FSIS approved the new inspection system for Australian meat exports to the U.S. in 1999 (64 FR 30299), but because it created so much controversy both in Australia and in the U.S., no meat company in Australia decided to use it until 2008 when one beef company was approved to export its meat to the U.S. under MSEP. Food & Water Watch notified FSIS in 2008 that the agency had failed to comply with the 1999 Federal Register Notice requirements that it keep U.S. consumers apprised of any approvals under the MSEP system (64 FR 30233). Today's Federal Register Notice is the agency's attempt to comply with the 1999 requirements.

FSIS argues that MSEP is equivalent to a pilot project that the agency has been conducting in certain swine slaughter plants here in the U.S. since 2000 in which company-paid employees have replaced FSIS government inspectors on the slaughter lines (the HACCP-Based Inspection Models Project) to perform inspection functions. As of today, only five swine slaughter plants are participating in that pilot project - and it remains only a pilot project.

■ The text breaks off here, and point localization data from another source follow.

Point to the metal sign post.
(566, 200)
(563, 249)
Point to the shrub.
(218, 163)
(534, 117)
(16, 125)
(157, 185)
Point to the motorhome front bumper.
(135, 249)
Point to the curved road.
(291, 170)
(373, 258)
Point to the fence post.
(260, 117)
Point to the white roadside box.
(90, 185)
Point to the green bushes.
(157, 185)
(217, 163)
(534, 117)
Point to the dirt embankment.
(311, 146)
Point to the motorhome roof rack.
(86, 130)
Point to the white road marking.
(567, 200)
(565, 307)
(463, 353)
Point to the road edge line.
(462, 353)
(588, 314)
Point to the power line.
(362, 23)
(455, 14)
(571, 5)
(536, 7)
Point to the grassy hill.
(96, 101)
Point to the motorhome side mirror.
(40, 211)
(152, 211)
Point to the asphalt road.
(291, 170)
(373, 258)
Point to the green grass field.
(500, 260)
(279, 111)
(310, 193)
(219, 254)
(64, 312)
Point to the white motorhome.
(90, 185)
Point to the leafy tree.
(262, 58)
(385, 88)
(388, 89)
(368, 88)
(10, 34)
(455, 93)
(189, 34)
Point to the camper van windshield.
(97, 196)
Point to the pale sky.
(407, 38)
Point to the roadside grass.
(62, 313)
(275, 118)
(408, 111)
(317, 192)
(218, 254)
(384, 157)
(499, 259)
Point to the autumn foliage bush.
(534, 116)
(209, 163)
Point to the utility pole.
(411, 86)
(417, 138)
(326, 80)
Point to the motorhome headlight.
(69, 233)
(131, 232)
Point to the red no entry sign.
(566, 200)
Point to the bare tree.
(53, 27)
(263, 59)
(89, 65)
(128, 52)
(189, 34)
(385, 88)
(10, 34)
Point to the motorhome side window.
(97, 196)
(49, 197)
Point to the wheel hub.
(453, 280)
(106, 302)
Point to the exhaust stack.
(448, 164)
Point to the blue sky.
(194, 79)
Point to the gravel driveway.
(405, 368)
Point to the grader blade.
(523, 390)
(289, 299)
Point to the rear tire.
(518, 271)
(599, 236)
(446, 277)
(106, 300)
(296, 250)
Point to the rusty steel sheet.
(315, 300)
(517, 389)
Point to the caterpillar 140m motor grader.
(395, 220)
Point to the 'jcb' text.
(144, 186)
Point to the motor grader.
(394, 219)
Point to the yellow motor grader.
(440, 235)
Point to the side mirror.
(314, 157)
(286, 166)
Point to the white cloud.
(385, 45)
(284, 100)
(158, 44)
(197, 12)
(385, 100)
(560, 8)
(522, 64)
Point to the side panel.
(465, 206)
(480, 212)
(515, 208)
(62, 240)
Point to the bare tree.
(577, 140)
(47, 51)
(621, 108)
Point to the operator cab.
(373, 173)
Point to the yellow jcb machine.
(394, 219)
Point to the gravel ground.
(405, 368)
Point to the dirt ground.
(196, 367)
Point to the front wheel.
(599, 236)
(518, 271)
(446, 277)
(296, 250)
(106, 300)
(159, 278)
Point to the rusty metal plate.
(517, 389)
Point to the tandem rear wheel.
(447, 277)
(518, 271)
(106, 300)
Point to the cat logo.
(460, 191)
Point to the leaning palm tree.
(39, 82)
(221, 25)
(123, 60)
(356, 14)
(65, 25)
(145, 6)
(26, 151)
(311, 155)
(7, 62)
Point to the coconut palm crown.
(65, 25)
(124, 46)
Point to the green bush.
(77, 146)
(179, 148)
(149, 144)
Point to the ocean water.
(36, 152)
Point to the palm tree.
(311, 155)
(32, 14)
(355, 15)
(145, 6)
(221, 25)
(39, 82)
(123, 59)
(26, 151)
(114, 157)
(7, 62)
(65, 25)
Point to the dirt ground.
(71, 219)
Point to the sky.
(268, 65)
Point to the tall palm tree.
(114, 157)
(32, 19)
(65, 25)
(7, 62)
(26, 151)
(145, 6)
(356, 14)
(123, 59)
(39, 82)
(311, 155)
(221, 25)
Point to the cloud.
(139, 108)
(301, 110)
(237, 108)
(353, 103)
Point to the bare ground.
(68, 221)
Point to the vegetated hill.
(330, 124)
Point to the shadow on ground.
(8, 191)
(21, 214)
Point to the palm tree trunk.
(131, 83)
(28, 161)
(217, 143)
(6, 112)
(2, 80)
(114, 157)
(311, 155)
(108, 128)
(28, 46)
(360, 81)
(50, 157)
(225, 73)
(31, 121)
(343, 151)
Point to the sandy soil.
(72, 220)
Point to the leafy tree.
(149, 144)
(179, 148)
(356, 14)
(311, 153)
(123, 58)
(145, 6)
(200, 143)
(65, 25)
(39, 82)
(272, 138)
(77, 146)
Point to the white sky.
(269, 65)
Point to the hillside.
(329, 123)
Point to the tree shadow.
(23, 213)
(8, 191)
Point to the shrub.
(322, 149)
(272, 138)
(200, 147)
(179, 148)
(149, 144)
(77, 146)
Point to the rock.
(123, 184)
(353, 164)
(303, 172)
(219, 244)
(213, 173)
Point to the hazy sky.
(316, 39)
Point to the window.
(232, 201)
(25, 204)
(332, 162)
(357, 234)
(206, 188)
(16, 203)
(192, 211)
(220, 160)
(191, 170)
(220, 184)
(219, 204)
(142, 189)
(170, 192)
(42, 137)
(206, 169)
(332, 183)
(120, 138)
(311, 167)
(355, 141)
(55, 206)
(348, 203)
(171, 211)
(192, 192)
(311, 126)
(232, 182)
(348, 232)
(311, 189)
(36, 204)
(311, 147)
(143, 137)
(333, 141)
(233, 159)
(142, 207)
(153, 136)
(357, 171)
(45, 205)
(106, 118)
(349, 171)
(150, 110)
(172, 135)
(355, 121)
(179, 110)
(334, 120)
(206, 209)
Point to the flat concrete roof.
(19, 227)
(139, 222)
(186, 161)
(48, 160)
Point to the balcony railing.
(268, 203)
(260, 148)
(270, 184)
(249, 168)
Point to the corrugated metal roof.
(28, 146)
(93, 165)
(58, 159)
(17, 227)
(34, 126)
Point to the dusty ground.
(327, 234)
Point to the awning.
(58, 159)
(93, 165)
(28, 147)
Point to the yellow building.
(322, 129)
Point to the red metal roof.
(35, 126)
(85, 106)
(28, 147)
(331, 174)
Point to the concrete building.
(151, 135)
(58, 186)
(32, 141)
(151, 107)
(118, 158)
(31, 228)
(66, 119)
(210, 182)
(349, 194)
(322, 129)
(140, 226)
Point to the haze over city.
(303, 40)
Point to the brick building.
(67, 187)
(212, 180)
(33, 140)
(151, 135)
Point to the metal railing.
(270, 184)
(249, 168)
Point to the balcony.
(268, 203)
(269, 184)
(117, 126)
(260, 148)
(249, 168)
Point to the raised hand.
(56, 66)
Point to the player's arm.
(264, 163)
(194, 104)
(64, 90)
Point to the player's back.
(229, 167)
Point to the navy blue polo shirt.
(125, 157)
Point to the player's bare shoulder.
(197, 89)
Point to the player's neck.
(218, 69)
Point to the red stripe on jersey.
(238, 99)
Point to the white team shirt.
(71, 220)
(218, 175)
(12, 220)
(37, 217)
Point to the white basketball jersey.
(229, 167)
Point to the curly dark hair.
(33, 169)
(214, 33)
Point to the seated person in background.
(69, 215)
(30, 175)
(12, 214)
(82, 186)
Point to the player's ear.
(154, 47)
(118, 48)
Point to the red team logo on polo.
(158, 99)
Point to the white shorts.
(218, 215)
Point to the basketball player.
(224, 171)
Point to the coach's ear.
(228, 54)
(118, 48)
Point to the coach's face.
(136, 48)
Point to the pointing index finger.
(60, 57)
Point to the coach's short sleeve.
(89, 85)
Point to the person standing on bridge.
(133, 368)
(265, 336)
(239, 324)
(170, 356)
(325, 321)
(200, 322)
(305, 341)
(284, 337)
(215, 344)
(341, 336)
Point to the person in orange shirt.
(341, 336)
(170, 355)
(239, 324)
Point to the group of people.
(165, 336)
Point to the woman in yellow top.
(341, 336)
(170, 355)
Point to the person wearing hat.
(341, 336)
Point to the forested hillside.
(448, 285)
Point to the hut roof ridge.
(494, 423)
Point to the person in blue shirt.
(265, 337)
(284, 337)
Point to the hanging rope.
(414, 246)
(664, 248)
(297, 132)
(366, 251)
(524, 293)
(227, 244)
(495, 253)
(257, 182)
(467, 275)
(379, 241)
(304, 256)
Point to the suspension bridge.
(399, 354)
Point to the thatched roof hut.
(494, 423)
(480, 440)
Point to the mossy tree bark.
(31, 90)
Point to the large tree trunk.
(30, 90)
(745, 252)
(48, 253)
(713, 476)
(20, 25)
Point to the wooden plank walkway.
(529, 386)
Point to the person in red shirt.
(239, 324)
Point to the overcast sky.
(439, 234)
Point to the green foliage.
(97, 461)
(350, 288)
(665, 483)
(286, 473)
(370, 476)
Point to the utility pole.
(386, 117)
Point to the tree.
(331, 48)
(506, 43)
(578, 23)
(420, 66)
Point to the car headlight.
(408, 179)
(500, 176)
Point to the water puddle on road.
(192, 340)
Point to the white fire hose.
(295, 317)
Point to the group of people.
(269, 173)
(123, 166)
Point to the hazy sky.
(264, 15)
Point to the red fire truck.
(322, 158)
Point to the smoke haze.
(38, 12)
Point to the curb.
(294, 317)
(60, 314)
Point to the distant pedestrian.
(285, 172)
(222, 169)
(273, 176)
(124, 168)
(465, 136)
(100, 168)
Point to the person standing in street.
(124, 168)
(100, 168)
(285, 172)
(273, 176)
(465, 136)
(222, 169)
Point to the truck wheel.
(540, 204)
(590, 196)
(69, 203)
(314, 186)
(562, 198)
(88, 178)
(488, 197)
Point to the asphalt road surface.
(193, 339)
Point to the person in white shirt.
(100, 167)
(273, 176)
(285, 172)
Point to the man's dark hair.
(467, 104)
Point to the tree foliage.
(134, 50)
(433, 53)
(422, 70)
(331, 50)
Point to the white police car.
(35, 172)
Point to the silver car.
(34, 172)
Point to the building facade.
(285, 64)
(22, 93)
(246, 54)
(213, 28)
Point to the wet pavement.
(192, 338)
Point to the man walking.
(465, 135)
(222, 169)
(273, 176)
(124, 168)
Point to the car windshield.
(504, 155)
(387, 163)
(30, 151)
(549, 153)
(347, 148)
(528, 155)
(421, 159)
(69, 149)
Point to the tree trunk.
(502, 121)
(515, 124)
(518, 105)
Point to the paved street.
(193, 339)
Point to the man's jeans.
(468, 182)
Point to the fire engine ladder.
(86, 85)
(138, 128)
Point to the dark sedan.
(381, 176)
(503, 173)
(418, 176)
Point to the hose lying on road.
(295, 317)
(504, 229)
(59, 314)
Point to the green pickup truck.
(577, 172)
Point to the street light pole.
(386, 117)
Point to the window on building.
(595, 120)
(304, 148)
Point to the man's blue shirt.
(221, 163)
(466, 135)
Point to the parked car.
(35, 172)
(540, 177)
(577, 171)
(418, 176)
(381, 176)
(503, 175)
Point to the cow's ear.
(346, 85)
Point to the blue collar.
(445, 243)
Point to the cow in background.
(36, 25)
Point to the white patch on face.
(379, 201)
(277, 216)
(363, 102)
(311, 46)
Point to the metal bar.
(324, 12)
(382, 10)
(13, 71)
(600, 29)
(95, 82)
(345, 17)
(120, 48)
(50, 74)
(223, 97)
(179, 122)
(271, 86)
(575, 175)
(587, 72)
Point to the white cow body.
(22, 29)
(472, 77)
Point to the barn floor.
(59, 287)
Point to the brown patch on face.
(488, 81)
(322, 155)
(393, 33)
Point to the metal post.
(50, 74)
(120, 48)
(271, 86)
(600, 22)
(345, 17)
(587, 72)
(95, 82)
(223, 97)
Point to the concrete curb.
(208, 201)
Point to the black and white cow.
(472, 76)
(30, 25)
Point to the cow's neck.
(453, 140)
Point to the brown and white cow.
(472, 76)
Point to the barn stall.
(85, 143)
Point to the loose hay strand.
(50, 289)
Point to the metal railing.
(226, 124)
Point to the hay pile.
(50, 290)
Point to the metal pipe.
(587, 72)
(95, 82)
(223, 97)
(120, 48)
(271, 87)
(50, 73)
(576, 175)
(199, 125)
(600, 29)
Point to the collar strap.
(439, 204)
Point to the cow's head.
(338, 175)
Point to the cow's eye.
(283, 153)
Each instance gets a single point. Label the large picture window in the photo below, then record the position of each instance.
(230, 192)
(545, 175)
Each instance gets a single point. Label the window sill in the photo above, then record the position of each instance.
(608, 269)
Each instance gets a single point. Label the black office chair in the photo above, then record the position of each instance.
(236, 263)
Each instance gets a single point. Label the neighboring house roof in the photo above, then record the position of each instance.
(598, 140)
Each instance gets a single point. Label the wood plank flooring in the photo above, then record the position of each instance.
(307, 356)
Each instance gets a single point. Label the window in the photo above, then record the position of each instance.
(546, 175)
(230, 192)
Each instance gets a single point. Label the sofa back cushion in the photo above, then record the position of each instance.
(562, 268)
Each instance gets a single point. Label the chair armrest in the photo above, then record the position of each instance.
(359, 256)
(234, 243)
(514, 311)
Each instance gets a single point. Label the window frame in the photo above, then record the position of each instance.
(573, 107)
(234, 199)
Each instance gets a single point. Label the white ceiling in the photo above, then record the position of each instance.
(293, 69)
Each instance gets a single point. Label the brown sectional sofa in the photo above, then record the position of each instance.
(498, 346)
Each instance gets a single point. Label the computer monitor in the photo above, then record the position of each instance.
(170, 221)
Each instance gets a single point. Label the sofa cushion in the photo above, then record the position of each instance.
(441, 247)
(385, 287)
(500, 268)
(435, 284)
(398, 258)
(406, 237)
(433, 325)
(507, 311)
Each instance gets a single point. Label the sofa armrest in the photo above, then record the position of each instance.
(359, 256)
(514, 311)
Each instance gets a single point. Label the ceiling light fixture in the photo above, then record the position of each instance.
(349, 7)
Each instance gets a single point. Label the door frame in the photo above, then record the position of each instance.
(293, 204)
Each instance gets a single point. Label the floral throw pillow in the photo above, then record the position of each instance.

The U.S. imported nearly 563 million pounds of red meat products from Australia in 2010, making Australia one of the largest meat exporters to the U.S. While FSIS has been monitoring the trials being conducted by Australia using this new inspection system and has received assurances that MSEP achieves acceptable public health goals, once the scrutiny is gone, major problems with the new system could emerge. "We fear that FSIS is playing Russian Roulette with U.S. consumers," says Hauter. "FSIS made a mistake to approve MSEP in 1999 and it is making major error in judgment to approve the expansion of Australia's privatization efforts now. We strongly urge that the agency reconsider its approval of meat products inspected under MSEP. In fact, we urge the agency to re-evaluate what it has declared to be equivalent - MSEP or AEMIS - because we are not confident that it really knows what it has approved."

Food & Water Watch mobilizes regular people to build political power to move bold and uncompromised solutions to the most pressing food, water, and climate problems of our time. We work to protect people's health, communities, and democracy from the growing destructive power of the most powerful economic interests.